The field of bone cell biology is clearly of relevance to the problem of stunting in children, as in the final analysis the cells of the growing long bone are the ultimate 'regulators'. It is the alterations in the functions of these cells that manifests as a reduction in height. Normal longitudinal growth is achieved by the coordinated recruitment, proliferation, differentiation, maturation and eventual death of the cells of growth plate and bone. Cellular activity is closely regulated by endocrine factors acting directly or indirectly, with factors produced locally and stored within the bone and cartilage microenvironment having a critical role in intercellular communication. Disruption of any of these processes can lead to growth disturbances, since it only requires a defect in a single gene to have profound effects. Studies in recent years have shed light on the biochemical and molecular effects of cytokines and growth factors and have shown that these regulatory molecules may mediate the effects of certain hormones important in controlling growth. However, the complex interrelationship of these molecules is still not clear. Notwithstanding, understanding of the mechanisms involved in bone remodelling is increasing, as this area attracts much research because of the high incidence of metabolic bone disease in Western society.

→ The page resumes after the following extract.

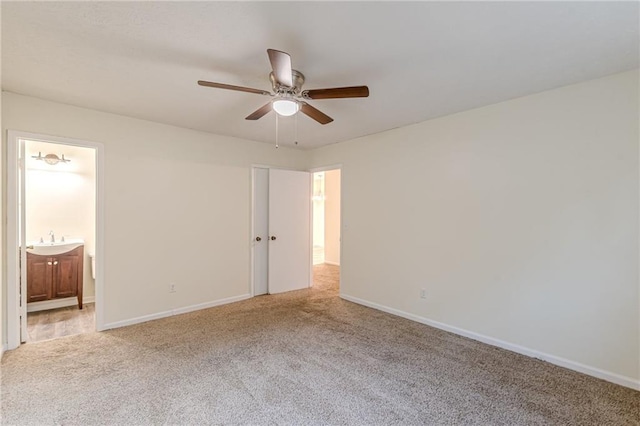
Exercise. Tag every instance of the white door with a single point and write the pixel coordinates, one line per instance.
(260, 231)
(22, 241)
(289, 230)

Although studies of adult bone remodelling are of relevance, there is a requirement for increased research directed specifically at the mechanisms of endochondral ossification and its regulation. Longitudinal bone growth is a challenge to the cell biologist, since it is an accelerated cycle of cellular division and differentiation, within which it is not easy to separate events temporally and spatially. In addition, different regulatory mechanisms are probably important at different stages of growth. Another difficulty impeding progress in this field is the lack of appropriate animal models for research. Much information has come from studies involving rodents, and species differences must always be taken into account. Larger mammals such as the growing piglet or the calf are probably more appropriate for the study of postnatal longitudinal growth in man.
If the mechanisms of stunting are to be established at a cellular level, a number of approaches need to be considered. Studies need to be designed using more appropriate animal models, and conditions such as nutritional intake, immunological challenges, chronic intestinal diseases and mechanical loading need to be manipulated. Any effects on longitudinal growth may then be studied temporally and correlated with non-invasive measurements including assays of hormones, cytokines, growth factors and proteins known to regulate their activity. Alterations in growth plate structure and cellular function can be studied in these models in situ using a variety of histological, biochemical and molecular approaches. In vitro studies using cultured growth plate cells, preferably of human origin, are also required for the study of how hormones and cytokines transduce their signals intracellularly.